Üzerimi değiştirdikten sonra ayağım acımaya başlamış Çağatay'ın getirdiği buzda çoktan eridiğinden bir yenisini daha almak için Ahmet Hocaların yanına gittim. Konteynırdan çıktığımda Yeşim ve Zümrüt'ün kurmuş olduğumuz hamakta oturup sohbet ettiklerini gördüm. Çağataylar ortalıklarda yoktu diğer grubun kişileri kendi hallerinde takılıyor Hocalarda masada bir şey tartışıyormuş gibi konuşuyorlardı yanlarına gittiğimde konuşmayı kesip bana döndüler.
"Alara kızım iyi misin?" dedi Pınar Hoca hem bana bakıp hem de ayağımı kontrol ederek.
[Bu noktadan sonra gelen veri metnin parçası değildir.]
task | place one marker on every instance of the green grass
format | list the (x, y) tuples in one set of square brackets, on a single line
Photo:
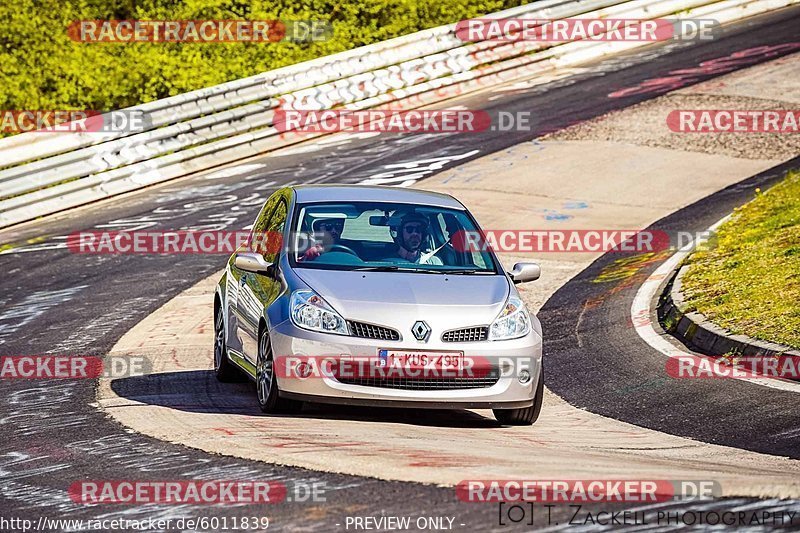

"Ayağım biraz acıyor da diğer buz erimiş bende yenisini almak için gelmiştim." dediğimde Pınar Hoca yerinden kalkıp bana yeni buz almaya gitti o gelene kadar onun oturduğu sandalyede oturdum.
"Yarın voleybol oynayacaksınız, ayağın bu haldeyken oynayabilir misin?" dedi Ahmet Hoca
"Yarına kadar düzeleceğini düşünüyorum oyuna katılmaya çalışacağım." diye söylerken elinde buzla Pınar Hoca yanımıza geldi.
"Tatlım kendini fazla yormamaya çalış hatta kızlardan birine söyleyeyim yanında kalsın ayağa kalkma sen."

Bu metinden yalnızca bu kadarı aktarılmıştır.